Fauzi Crows Over Finances, But Auditors Identify Flaws

By webadmin on 04:31 pm Jun 02, 2012
Category Archive

Lenny Tristia Tambunan

The Jakarta administration obtained a clean bill of health for its 2011 finances on Wednesday, rewarding what the administration called its hard work over the past five years.

The Supreme Audit Agency (BPK) gave the city’s financial report for last year’s budget an unqualified opinion.

Blucer W. Rajagukguk, the head of the BPK’s Jakarta office, said at a hearing with the City Council that while the opinion did not mean that all the transactions recorded were necessarily true, the way they were presented was in line with government accounting standards.

Speaking after the hearing, Governor Fauzi Bowo said it had taken a lot of effort to finally get an unqualified opinion from the BPK.

He said that until 2007, the BPK had always given a disclaimer of opinion on the city’s financial reports, issued when an audit cannot be satisfactorily completed.

From 2008 onward, it gave the city a qualified opinion, meaning only a few points in the report did not comply with generally accepted accounting principles.

Fauzi said that this year, only two other provinces, West Java and West Nusa Tenggara, had obtained an unqualified opinion from the BPK.

Last year, six provinces were given the agency’s highest rating — East Java, South Sulawesi, North Sulawesi, Riau Islands, Riau and Gorontalo.

“The financial management of the Jakarta administration met the standards of government accounting and attained an unqualified opinion, which means that the report was presented in line with standards, followed good financial management practices, the information contained was adequate and was not open to misinterpretation,” Fauzi said.

He added that he hoped the city could maintain the same high standards in accounting over the coming years.

He said that to obtain the top rating, the city had worked hard to implement recommendations made by the BPK following the 2010 audit.

He said this included carrying out its own interim audits and encouraging all offices in the administration to avoid past mistakes in their budget reporting.

Ferrial Sofyan, the City Council speaker, praised the Jakarta administration for its achievement this year.

“One should never be discouraged even if it takes five years of struggle to get an unqualified opinion. This is because the budget managed by Jakarta is extraordinarily huge and the value of its assets is Rp 450 trillion [$47.7 billion],” he said.

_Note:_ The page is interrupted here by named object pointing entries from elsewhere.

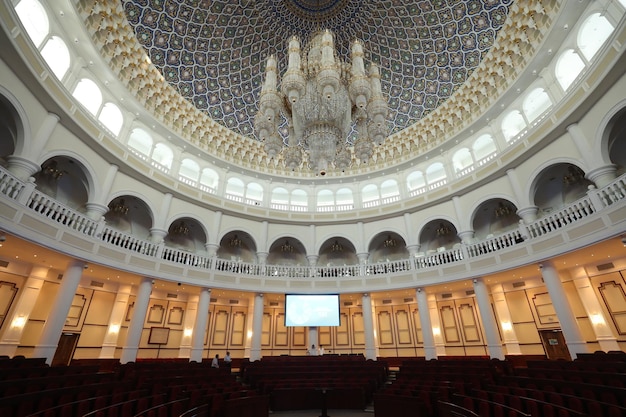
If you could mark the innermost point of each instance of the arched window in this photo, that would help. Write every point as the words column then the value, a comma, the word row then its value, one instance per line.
column 535, row 103
column 280, row 198
column 389, row 188
column 163, row 155
column 483, row 147
column 299, row 198
column 255, row 193
column 209, row 178
column 141, row 141
column 567, row 68
column 345, row 199
column 435, row 172
column 235, row 187
column 593, row 33
column 189, row 169
column 88, row 94
column 369, row 194
column 34, row 19
column 325, row 198
column 512, row 124
column 415, row 181
column 461, row 160
column 57, row 56
column 111, row 117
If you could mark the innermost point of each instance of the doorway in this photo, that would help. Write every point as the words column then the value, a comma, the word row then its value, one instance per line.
column 65, row 349
column 554, row 344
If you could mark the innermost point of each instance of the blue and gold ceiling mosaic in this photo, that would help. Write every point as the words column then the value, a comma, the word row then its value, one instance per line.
column 213, row 51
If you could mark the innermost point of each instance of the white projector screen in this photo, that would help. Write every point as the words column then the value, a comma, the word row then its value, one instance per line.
column 311, row 310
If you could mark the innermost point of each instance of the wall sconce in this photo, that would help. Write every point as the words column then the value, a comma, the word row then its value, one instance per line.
column 118, row 207
column 502, row 210
column 235, row 242
column 19, row 322
column 597, row 319
column 51, row 170
column 181, row 229
column 336, row 247
column 389, row 242
column 443, row 230
column 286, row 247
column 573, row 175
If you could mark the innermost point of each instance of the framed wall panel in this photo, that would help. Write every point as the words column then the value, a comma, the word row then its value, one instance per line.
column 159, row 335
column 342, row 332
column 238, row 328
column 403, row 325
column 358, row 332
column 385, row 327
column 324, row 337
column 417, row 325
column 615, row 300
column 281, row 337
column 469, row 324
column 76, row 311
column 220, row 326
column 448, row 322
column 266, row 329
column 156, row 314
column 8, row 290
column 176, row 316
column 546, row 315
column 298, row 337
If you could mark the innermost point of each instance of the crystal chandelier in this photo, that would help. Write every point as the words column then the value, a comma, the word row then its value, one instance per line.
column 322, row 98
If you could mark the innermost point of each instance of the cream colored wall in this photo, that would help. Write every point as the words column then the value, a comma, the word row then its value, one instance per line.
column 397, row 326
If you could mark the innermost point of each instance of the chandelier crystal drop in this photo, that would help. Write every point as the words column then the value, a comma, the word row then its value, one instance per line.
column 323, row 99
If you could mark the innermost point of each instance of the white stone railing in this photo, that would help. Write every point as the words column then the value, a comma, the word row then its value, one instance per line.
column 25, row 194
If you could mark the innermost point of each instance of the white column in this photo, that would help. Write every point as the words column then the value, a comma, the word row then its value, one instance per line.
column 257, row 328
column 23, row 307
column 506, row 322
column 573, row 337
column 213, row 245
column 368, row 327
column 604, row 334
column 158, row 231
column 440, row 345
column 53, row 328
column 489, row 322
column 313, row 336
column 98, row 206
column 120, row 306
column 184, row 351
column 427, row 330
column 129, row 352
column 200, row 325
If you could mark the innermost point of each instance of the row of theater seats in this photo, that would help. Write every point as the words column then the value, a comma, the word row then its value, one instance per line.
column 593, row 386
column 339, row 382
column 147, row 388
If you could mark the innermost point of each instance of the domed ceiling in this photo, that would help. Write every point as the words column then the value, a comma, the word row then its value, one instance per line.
column 213, row 52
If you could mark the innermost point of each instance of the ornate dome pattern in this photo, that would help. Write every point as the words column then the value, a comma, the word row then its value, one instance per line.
column 213, row 52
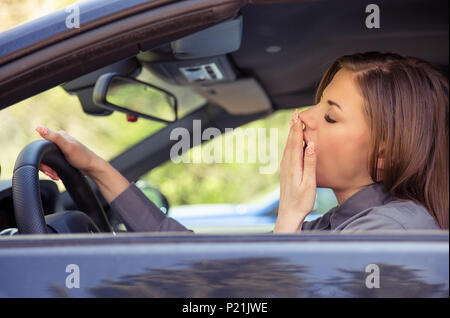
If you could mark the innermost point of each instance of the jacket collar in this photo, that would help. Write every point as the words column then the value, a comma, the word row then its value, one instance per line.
column 370, row 196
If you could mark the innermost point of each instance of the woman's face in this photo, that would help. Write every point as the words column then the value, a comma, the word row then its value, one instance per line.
column 337, row 127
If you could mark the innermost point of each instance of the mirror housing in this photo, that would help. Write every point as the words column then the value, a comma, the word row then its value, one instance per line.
column 116, row 92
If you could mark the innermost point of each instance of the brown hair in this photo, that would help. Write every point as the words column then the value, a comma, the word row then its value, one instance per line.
column 406, row 109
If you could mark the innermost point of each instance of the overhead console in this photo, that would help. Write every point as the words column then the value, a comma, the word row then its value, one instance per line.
column 197, row 59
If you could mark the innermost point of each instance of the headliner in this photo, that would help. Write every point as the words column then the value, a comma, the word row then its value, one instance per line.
column 313, row 34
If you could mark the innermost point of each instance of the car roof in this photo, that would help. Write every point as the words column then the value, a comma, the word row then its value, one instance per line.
column 52, row 27
column 286, row 45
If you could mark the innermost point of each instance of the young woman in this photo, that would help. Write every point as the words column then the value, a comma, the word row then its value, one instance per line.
column 377, row 136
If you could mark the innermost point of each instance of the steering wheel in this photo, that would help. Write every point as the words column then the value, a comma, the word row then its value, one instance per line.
column 26, row 192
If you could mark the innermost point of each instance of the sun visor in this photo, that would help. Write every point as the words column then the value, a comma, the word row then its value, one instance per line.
column 220, row 39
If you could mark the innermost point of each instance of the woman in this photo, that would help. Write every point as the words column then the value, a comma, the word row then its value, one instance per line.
column 377, row 136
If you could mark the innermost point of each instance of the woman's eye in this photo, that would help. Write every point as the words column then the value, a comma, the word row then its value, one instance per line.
column 328, row 119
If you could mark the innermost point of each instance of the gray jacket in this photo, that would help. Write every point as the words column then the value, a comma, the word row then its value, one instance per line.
column 371, row 208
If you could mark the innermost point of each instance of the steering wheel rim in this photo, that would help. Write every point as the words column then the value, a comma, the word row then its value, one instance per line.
column 26, row 190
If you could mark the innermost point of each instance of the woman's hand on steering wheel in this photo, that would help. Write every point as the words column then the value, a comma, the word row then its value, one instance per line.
column 77, row 154
column 109, row 181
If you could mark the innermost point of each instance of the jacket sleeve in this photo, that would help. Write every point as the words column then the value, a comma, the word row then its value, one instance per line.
column 139, row 214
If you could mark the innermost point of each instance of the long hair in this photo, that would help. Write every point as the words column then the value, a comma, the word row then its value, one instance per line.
column 406, row 109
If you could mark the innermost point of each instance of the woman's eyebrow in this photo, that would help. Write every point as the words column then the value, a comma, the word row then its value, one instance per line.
column 331, row 103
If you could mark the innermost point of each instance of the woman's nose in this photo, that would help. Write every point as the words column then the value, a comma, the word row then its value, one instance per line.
column 307, row 118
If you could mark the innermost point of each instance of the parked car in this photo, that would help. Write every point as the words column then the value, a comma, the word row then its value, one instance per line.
column 255, row 217
column 243, row 60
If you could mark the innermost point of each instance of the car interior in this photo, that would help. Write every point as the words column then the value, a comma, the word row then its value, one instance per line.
column 244, row 60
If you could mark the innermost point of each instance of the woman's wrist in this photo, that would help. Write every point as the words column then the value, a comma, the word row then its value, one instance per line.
column 110, row 182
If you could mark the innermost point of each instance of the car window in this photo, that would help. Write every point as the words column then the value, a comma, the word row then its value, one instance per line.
column 210, row 189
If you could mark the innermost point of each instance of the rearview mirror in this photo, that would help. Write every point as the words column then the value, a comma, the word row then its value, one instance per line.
column 128, row 95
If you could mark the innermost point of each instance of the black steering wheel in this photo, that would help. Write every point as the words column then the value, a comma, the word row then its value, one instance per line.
column 26, row 192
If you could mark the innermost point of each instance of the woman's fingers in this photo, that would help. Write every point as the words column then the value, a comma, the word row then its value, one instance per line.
column 309, row 166
column 293, row 152
column 51, row 135
column 49, row 171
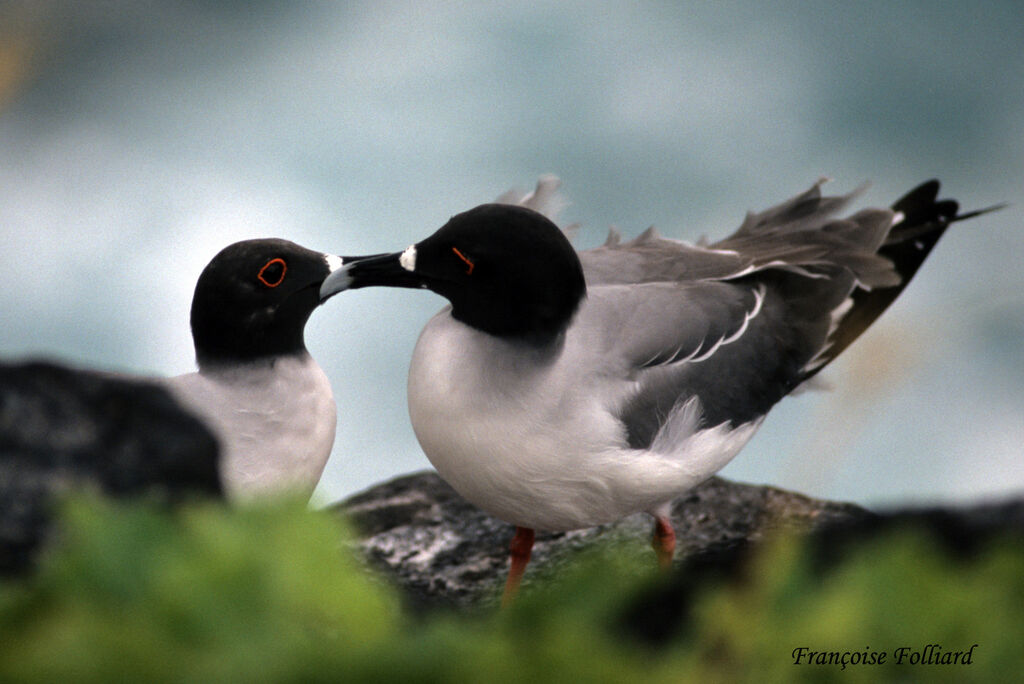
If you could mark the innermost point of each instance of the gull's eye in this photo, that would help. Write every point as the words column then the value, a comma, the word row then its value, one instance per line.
column 272, row 272
column 465, row 259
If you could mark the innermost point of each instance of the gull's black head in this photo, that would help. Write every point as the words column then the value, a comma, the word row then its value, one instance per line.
column 507, row 270
column 253, row 300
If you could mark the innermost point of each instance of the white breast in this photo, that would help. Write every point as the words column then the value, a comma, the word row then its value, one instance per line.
column 274, row 420
column 539, row 444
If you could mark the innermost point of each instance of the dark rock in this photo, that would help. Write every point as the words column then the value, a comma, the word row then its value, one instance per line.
column 442, row 551
column 62, row 429
column 663, row 612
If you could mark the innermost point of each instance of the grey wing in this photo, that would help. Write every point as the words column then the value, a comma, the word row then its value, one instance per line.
column 801, row 236
column 727, row 343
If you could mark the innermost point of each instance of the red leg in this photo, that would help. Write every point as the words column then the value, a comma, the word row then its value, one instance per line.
column 664, row 542
column 519, row 550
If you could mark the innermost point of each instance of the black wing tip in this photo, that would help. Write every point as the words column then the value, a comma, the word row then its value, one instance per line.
column 922, row 205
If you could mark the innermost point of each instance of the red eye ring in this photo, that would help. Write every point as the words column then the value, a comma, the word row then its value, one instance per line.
column 281, row 279
column 465, row 260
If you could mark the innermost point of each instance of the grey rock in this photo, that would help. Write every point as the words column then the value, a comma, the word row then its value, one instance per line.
column 442, row 551
column 64, row 430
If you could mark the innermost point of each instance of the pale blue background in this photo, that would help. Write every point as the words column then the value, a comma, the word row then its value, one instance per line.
column 137, row 138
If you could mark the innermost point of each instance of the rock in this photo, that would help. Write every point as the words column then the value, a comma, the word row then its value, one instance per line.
column 662, row 612
column 64, row 429
column 442, row 551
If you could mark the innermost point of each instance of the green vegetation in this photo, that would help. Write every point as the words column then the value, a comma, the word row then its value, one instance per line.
column 273, row 594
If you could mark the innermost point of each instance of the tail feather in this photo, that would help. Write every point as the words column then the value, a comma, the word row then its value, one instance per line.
column 924, row 220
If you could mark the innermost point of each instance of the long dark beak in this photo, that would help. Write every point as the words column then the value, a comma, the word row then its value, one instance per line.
column 363, row 271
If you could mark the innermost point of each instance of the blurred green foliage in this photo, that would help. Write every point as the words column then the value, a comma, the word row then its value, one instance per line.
column 274, row 594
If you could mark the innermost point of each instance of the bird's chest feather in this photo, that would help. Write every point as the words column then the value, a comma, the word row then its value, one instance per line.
column 497, row 430
column 275, row 424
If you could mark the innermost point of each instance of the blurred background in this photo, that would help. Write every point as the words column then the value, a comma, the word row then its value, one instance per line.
column 137, row 138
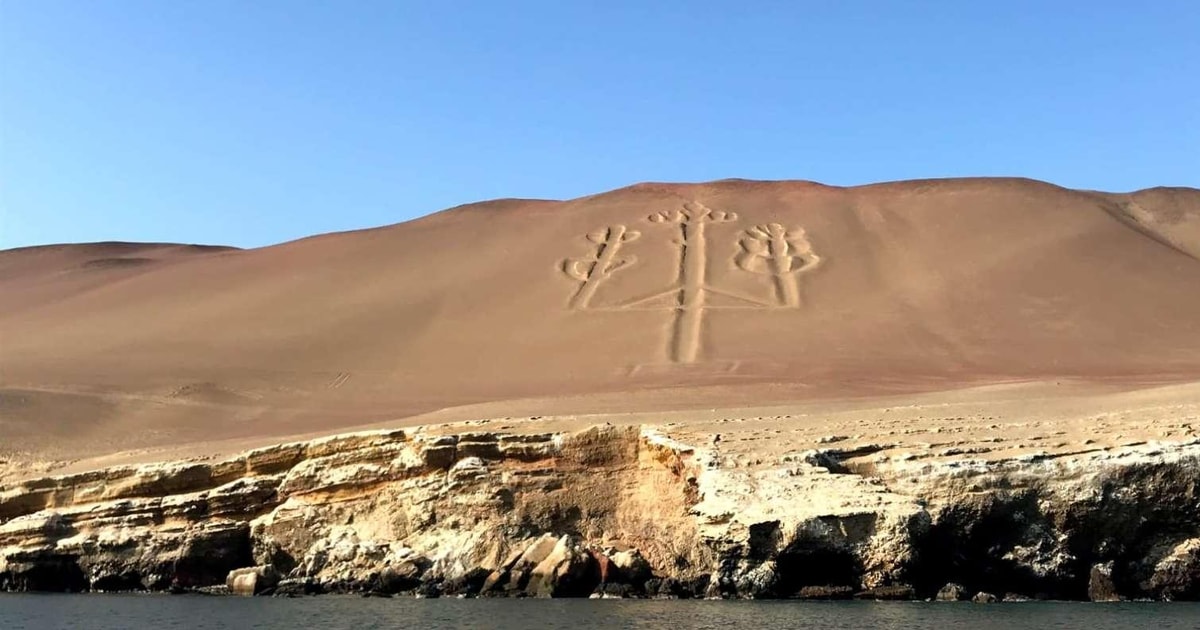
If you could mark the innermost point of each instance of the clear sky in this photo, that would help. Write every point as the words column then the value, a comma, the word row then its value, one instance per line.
column 251, row 123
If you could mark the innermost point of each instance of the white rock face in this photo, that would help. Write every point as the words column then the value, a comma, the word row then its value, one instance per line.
column 612, row 511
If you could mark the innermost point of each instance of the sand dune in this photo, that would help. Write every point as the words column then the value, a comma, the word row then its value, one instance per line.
column 653, row 297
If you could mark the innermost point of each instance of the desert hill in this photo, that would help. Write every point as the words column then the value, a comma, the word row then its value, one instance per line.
column 653, row 297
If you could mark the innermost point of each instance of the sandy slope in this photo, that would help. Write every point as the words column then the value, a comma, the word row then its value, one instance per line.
column 589, row 306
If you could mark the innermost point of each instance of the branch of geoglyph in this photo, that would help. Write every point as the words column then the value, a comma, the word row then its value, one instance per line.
column 693, row 211
column 778, row 252
column 592, row 271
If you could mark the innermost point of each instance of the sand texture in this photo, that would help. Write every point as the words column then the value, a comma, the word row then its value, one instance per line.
column 729, row 298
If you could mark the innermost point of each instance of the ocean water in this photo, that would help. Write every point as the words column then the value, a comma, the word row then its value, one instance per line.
column 161, row 612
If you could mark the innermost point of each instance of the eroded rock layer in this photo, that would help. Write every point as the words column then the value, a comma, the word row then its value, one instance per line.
column 613, row 511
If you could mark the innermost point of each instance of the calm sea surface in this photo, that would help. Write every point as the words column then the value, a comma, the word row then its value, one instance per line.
column 47, row 612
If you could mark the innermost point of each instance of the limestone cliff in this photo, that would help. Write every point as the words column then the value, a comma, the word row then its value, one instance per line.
column 613, row 511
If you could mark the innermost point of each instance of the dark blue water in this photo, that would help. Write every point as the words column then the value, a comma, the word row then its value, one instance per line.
column 48, row 612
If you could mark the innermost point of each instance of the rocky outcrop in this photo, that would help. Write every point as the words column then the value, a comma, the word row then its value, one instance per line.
column 611, row 513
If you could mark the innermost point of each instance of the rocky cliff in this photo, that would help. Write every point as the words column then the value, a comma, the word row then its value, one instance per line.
column 615, row 511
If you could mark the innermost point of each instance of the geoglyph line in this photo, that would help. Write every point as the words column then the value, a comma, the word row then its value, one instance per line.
column 766, row 250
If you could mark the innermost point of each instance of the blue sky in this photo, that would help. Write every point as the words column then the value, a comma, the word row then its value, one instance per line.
column 255, row 123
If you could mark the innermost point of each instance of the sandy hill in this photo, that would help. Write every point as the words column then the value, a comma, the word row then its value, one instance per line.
column 653, row 297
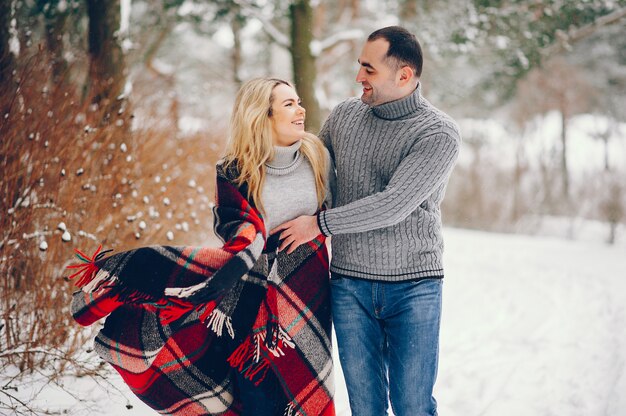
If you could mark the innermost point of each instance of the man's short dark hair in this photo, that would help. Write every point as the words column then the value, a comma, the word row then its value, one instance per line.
column 404, row 49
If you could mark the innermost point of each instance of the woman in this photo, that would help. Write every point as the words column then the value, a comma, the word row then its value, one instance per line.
column 243, row 329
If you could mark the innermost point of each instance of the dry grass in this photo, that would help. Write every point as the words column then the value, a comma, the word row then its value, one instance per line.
column 63, row 171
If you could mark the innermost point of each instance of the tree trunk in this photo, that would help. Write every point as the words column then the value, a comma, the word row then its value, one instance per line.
column 7, row 62
column 516, row 211
column 106, row 59
column 236, row 25
column 55, row 28
column 408, row 10
column 303, row 61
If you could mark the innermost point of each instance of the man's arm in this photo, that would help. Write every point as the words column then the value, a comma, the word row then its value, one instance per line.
column 426, row 167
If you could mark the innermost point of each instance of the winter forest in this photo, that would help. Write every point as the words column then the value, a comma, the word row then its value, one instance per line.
column 113, row 115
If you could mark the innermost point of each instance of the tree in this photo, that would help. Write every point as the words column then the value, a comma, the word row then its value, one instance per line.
column 303, row 61
column 561, row 87
column 524, row 34
column 107, row 71
column 7, row 61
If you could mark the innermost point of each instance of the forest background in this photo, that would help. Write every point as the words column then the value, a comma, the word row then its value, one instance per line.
column 113, row 114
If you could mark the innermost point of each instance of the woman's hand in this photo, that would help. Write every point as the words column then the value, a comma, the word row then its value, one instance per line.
column 297, row 232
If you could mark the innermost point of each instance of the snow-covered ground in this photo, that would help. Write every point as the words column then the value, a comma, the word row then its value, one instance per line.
column 531, row 326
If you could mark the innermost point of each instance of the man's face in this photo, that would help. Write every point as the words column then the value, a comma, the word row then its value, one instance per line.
column 377, row 77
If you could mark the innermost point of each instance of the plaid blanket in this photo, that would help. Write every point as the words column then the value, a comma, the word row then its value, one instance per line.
column 180, row 321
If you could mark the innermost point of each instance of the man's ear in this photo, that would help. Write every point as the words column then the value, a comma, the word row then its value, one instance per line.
column 405, row 75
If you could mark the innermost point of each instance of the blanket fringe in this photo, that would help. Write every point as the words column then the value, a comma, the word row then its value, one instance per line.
column 217, row 321
column 249, row 360
column 87, row 271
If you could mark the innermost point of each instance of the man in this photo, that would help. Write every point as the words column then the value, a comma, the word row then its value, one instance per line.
column 393, row 153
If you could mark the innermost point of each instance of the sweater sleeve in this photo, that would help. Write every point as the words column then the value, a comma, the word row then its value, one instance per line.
column 427, row 166
column 331, row 182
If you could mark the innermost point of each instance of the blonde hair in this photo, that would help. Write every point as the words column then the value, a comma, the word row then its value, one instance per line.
column 250, row 143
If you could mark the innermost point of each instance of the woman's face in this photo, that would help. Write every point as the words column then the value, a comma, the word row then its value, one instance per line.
column 287, row 116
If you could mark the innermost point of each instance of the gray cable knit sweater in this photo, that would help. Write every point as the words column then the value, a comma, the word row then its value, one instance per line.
column 393, row 163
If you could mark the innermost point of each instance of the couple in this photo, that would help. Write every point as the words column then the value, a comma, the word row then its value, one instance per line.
column 245, row 329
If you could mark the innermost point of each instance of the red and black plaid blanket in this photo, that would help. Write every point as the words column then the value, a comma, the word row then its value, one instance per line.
column 181, row 321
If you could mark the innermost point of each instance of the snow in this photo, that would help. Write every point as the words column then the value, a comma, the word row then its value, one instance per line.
column 530, row 326
column 585, row 154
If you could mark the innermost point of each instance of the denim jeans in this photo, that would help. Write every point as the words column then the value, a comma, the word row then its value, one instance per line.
column 388, row 339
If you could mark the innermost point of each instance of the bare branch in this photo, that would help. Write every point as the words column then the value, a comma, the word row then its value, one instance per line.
column 317, row 47
column 567, row 38
column 249, row 10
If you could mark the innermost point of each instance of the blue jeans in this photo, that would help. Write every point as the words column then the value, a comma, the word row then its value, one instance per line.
column 388, row 339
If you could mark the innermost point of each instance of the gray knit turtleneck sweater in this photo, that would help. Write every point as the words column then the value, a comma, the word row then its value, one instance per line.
column 393, row 162
column 289, row 188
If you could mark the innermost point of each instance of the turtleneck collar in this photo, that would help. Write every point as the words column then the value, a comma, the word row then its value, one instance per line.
column 286, row 159
column 402, row 108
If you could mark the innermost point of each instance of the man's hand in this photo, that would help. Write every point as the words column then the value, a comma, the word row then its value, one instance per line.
column 297, row 232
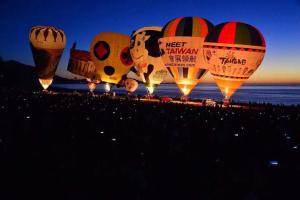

Ruchiyat, chairman of the Jakarta office of the State Finance Development Comptroller (BPKP), said the next step for the city was to ensure that its finances were “clean from all irregularities.”

He said his office was assisting the administration on this point.

Blucer said despite the clean bill of health, there were still many issues that the administration needed to address. For one, he said, the Jakarta administration still owes the central government Rp 9.48 billion in revenue.

“Besides that, there were also findings of assets that had not been made use of, and data on revenue that was not integrated with data from the offices that received the money,” he said.

The BPK also mentioned three areas where it said the city administration could still make improvements.

They include accounting policies to separate loans from unclaimed investments, capital equity in city-owned enterprises and asset degradation.